Pasturo, 8 agosto 1933
Mia cara cara Elvira,
vorrei che tu mi perdonassi il silenzio di tutti questi giorni. Ma ho aspettato di avere le copie delle mie fotografie per potertele mandare. Non sono gran che: ma per completare i ricordi servono anche loro. Come mi sia passato il tempo fino ad oggi, non te lo saprei dire: so che più le giornate di Breil si allontanano, e più mi sembrano al di là di ogni misura, un crepaccio azzurro nella vita uniforme. Ho letto e riletto il libro del Rey: gli ultimi capitoli sono meravigliosi. La precipitosa discesa notturna dalla vetta al rifugio è indimenticabile: e così la descrizione degli abissi di Tiefenmatten. Un po’ in ritardo, mi ha preso la malattia del Cervino: e un popolo di creste, di spigoli, di pareti la sonnolenza borghese di queste montagne. Sabato notte, con una luna che inondava tutta la valle, sono salita sulla Grigna, ed ero lassù prima dell’alba, sola sulla vetta, sotto il sorriso gelido delle ultime stelle.. A poco a poco, rompendo con gli occhi intenti la nebbia, ho visto il nostro Cervino sorgere dalla notte e chiamare a sé i primi raggi del sole ed indorarsene. Allora ho pensato che voglio camminare molto e imparare a non stancarmi e prepararmi con tutte le mie forze, per poter andare almeno fino alla Capanna, e vedere di lassù un tramonto ed un’alba. E mentre ero lì immobile, sull’erba madida di guazza, rosata dal primissimo sole, e non mi giungeva altro suono che quello delle campane, sospinto verso l’alto, a ondate, pensavo alle nostre sere di Breil, alla voce del tuo strumento che parlava lentamente coi lumi dei pastori sulla montagna, con le stelle che si levavano dal nevaio e si coricavano tra le rocce.

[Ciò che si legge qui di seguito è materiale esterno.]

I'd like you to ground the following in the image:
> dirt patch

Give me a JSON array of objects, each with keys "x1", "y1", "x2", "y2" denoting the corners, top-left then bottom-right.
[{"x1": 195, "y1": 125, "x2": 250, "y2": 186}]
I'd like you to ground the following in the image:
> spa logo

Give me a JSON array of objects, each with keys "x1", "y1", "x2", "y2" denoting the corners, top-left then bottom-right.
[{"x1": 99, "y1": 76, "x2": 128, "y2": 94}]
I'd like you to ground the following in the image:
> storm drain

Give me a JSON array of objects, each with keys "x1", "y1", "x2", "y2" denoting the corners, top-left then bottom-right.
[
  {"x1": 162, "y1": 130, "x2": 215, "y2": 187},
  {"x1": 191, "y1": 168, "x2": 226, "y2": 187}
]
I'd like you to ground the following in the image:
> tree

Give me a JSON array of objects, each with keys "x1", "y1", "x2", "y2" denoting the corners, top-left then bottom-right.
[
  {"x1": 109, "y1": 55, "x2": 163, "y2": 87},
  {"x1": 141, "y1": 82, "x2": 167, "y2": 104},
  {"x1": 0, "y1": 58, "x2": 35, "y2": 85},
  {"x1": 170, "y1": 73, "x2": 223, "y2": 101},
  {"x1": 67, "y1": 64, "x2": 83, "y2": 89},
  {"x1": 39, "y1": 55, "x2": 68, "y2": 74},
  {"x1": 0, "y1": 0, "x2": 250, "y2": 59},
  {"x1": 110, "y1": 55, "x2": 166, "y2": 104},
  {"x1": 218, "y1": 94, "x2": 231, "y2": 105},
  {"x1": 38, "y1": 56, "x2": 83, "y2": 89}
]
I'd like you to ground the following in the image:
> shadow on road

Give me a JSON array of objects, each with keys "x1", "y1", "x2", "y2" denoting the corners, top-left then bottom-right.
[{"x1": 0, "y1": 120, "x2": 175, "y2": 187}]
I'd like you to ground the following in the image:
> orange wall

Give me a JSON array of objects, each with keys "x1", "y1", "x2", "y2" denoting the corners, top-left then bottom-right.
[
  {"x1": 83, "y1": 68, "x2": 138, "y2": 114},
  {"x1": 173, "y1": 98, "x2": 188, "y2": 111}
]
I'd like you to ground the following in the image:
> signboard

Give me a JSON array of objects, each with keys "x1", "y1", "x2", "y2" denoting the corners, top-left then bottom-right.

Grazie, Elvira, ancora per quelle sere. Grazie per tutta la tua bontà. Avrei voluto poterti mandare qualche cosa di mio, per te; ma è strano: in questi giorni non mi nascono nell’anima che note e accordi di temi lontanissimi, smarriti. E delle cose di Breil, ancora niente. Eppure… “un jour viendra”. Tu, scrivimi di te, ti prego mandami quella cosa tua che non ho potuto leggere, nel ritorno: Ma non pensare più di finire. Che la montagna è la prima che ci insegna a durare, nonostante gli squarci e gli strazi.
Che la nuova montagna ti sia prodiga di forza e di sole, che tutti i tuoi giorni siano sereni.
Antonia
P.S. – A Portorose non vado. Resterò qui per tutta l’estate.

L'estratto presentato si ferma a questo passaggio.